Der Spiegel ran an interesting article on Japan and the fact that it has sovereign debt outstanding equal to 230% of GDP and near zero interest rates. The article completely undermines the call to not raise the US debt ceiling unless there are spending cuts.
Underlying the call to not raise the debt ceiling and to adopt austerity in the form of spending cuts is the notion that at a ratio of 90% debt to GDP the US will go over some cliff from which it can never recover.
This argument reminds me of the Road Runner cartoon with Wily E. Coyote. During the cartoon, the coyote would run off a cliff and be suspended in mid-air before the coyote would recognize he was suspended in mid-air and would plummet to the ground.
The reason I bring up this cartoon is that Japan appears to be the coyote. Apparently, it ran off the cliff almost 2 decades ago when it passed the 90% debt to GDP ratio.

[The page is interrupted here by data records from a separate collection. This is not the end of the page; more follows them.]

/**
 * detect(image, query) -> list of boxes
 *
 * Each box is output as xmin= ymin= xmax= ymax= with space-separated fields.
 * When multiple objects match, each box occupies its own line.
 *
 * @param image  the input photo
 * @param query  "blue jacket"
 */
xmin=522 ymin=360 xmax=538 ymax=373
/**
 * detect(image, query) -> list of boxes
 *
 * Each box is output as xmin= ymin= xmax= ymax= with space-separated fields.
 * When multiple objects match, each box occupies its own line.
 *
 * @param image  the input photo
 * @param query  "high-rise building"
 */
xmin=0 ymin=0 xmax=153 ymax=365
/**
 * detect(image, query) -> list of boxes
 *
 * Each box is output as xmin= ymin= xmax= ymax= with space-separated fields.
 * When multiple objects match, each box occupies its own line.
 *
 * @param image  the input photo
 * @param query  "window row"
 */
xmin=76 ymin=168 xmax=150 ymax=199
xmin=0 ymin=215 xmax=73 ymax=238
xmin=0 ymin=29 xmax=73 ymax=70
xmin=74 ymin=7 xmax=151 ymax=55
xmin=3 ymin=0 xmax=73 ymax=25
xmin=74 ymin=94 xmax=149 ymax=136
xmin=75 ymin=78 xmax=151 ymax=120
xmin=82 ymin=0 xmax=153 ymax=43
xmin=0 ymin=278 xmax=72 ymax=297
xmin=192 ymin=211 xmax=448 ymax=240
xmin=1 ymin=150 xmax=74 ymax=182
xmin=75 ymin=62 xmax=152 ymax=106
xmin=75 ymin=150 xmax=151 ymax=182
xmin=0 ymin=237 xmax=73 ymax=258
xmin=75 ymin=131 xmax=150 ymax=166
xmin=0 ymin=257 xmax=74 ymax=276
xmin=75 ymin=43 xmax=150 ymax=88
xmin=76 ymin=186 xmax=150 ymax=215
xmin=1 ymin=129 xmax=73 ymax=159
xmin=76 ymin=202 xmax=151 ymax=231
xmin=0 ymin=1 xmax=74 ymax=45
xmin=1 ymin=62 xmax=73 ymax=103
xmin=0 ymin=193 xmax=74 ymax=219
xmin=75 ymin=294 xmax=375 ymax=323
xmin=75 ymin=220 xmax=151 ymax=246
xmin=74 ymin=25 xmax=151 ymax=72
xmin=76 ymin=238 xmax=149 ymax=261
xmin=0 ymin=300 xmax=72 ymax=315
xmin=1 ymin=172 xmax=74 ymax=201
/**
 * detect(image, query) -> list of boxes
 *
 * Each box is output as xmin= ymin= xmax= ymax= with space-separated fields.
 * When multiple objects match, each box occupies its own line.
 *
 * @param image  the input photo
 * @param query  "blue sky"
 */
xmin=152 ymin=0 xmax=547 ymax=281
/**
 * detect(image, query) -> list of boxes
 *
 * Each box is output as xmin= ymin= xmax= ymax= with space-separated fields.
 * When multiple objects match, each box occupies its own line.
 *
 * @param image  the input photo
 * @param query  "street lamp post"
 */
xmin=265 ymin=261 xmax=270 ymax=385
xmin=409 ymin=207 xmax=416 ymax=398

It has continued on in mid-air and has reached 230% debt to GDP without plummeting to the ground without seeing interest rates on its debt head for triple digits.
Hedge fund operators like Kyle Bass see this and say Japan bonds represents a better short than sub-prime securities.
However, the fact that Japan's interest rates have not risen and its economy has not yet experienced inflation, let alone hyper-inflation, suggests that there is some combination of factors that supports the ongoing increase in Japan's sovereign debt outstanding.
I would be interested in hearing from readers what they think these factors might be and is there any reason to think that the US won't also benefit from these factors.